By David Dawson
Baptist & Reflector
FAIRVIEW — A causal phone call about formal clothing.
That’s really all it took to prompt Jamie Gillette to start a ministry.
Now, more than 10 years later, she oversees an inventory of about 3,000 special-occasion dresses and gowns that are available, free of charge, to teenage girls who come from financially-challenging situations.
The ministry is housed at First Baptist Church in Fairview, where Gillette is a member and preschool director.
“I was having a conversation with my sister one day and we were talking about how expensive prom was,” said Gillette, “and we were saying how unfortunate it was that some girls couldn’t afford dresses. So, that’s kind of how the whole thing started.”
Shortly after that chat, Gillette decided to take action. She went before the church and asked if she could start a prom-dress ministry in which “gently-worn” formal attire would be donated, and then distributed to those in need.
The church was on board with the idea, and the details soon fell into place.
“Our pastor, Dr. Bill Sherman, doesn’t use the parsonage,” said Gillette, “so, we were able to house the closet in three rooms in the basement of the parsonage.”
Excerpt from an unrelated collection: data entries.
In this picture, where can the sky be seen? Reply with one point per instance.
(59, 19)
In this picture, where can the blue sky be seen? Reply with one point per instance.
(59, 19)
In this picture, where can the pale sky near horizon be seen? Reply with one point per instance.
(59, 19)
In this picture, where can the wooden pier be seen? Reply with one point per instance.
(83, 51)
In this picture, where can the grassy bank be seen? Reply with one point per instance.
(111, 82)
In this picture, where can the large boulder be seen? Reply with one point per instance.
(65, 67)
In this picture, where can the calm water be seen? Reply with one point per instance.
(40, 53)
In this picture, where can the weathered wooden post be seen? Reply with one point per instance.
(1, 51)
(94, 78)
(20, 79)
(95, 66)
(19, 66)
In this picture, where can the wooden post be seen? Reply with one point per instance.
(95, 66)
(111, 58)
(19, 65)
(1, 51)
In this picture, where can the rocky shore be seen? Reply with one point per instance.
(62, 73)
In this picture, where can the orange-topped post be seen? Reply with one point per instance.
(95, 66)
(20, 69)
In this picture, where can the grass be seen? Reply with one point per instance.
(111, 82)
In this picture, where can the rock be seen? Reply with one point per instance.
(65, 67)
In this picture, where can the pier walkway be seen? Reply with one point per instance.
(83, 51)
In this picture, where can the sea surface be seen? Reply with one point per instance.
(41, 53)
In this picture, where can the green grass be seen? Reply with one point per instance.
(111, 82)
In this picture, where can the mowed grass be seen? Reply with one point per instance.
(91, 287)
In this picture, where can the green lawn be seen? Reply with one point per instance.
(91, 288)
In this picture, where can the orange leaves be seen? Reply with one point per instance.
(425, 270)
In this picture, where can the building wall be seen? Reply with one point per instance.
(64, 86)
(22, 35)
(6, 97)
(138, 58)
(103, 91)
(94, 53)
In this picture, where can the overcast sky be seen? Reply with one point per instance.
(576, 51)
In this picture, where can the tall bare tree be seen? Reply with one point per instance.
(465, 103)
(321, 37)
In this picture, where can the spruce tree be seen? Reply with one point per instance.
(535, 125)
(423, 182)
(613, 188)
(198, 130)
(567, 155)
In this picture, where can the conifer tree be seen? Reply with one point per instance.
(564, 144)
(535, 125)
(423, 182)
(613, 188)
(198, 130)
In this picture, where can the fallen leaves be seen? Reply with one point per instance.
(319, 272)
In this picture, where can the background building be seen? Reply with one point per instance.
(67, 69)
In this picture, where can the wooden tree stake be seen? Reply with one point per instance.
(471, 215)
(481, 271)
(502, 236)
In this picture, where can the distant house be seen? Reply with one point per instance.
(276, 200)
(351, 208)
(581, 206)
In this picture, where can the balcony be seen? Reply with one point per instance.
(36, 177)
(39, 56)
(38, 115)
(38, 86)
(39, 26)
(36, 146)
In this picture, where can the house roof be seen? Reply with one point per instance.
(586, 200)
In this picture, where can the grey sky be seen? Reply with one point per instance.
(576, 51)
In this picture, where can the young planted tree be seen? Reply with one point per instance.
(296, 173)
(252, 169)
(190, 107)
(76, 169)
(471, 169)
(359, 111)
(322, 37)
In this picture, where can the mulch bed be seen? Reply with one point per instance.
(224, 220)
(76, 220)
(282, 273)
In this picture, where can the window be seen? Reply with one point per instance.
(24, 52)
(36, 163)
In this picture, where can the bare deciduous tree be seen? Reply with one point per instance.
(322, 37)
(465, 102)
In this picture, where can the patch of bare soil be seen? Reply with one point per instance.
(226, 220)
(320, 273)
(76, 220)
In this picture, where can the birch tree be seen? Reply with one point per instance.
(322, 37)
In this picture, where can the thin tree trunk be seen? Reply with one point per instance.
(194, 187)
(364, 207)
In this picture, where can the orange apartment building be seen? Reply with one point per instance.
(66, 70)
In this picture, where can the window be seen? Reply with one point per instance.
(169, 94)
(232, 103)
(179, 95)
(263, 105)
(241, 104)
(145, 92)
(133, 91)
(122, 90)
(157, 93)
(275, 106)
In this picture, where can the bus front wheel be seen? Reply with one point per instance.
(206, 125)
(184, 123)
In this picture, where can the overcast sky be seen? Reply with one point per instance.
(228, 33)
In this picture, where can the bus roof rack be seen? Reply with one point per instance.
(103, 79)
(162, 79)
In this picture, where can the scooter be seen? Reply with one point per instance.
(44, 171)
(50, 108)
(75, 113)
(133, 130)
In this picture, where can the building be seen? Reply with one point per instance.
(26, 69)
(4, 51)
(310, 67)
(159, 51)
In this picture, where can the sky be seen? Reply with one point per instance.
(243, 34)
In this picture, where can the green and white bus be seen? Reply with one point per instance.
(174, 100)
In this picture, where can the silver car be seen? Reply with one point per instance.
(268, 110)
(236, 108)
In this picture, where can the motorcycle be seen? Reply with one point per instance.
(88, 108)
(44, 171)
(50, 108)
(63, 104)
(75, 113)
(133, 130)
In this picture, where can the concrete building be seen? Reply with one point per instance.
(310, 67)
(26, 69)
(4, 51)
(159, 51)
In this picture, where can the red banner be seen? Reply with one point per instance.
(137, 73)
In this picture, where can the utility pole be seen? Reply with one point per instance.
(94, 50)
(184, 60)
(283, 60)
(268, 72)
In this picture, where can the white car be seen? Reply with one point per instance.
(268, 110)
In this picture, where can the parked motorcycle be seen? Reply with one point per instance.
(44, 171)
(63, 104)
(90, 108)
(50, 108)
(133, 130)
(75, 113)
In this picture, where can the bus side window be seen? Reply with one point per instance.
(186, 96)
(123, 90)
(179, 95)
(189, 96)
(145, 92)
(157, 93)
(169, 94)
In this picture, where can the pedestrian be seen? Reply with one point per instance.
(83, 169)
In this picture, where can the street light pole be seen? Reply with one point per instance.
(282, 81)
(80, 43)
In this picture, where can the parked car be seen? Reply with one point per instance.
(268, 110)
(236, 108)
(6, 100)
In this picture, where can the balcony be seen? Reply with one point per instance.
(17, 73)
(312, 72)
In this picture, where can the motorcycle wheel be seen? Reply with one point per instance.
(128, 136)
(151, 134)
Gillette’s first year of providing prom dresses was in 2007. Two years later, the ministry merged with Becca’s Closet — a national, non-profit organization that collects and distributes formal dresses.
Gillette, who now serves as the coordinator for the Fairview chapter of Becca’s Closet, has worked closely through the years with Jo Ann D’Andrea, who had previously managed Becca’s Closet out of her home before merging with Gillette and moving the inventory to the FBC parsonage.
“She had a lot of dresses, and we had a lot of space,” said Gillette. “So that worked out perfectly.”
Gillette said she has been able to use the ministry as a means of outreach, and said it has opened the door for numerous gospel conversations.
“We get to witness to many girls (who come to look for dresses),” said Gillette. “They will ask about our church, and ask us why we do what we do — and the conversation usually goes forward from there.”
Gillette said she is blessed every year to know that her ministry is helping teenage girls get the opportunity to wear dresses that they might not normally be able to afford.
“It’s such a rite of passage for girls — or really, for any child, boy or girl — to go to prom,” said Gillette. “And there are girls who have dresses that are just hanging in their closet. I know that I had mine for years after my prom. So, I just thought that surely there would be some girls who would want to donate their dresses.”
She was right. Since its inception, the ministry has collected dresses from individuals all across Tennessee, and well beyond. Schools and churches have also helped increase the inventory by hosting “dress drives,” while stores and designers have also donated.
Many times, the girls who utilize Becca’s Closet will return the dresses after prom, even though they are not required to do so.
“Some really have an attachment to the dresses, and we love that,” said Gillette. “We tell them, ‘the dress is yours.’ You can have it altered if you need to (wear it again for a different occasion when they get older). But in most cases, they bring the dress back so that someone else can use it.”
Gillette noted the ministry is not exclusively for prom dresses. Formal wear is also available for girls who are attending military balls or homecoming events.
Although many of the girls who use the closet are from the Nashville area, Gillette said there have been girls from Alabama, Kentucky, Georgia, and other states that have made the drive to Fairview.
“Spending $100 in gas is still a lot cheaper than a $600 dress,” Gillette said.
Gillette said the organization tries to emphasize that the ministry is for girls “in need.” However, the organization operates on the honor system and takes a “no-questions-asked” type of approach.
“We do not ask for any financial information or anything like that,” she said. “So, yes, there is the potential for someone to possibly take advantage (of the ministry). But honestly, we don’t feel like that has ever happened.”
The only requirement for the girls, Gillette said, is to bring a report card or some other form of ID to validate they are in school.
The closet is open each year from January through late spring. Arrangements can also be made for girls in need of dresses during other parts of the year, Gillette said. Appointments for fitting and shopping can be made via e-mail at GownsforGirls@comcast.net. Donations are accepted throughout the year.
“There are stories every year of girls who have been touched by the ministry,” said Gillette, “and that’s where we get blessed.”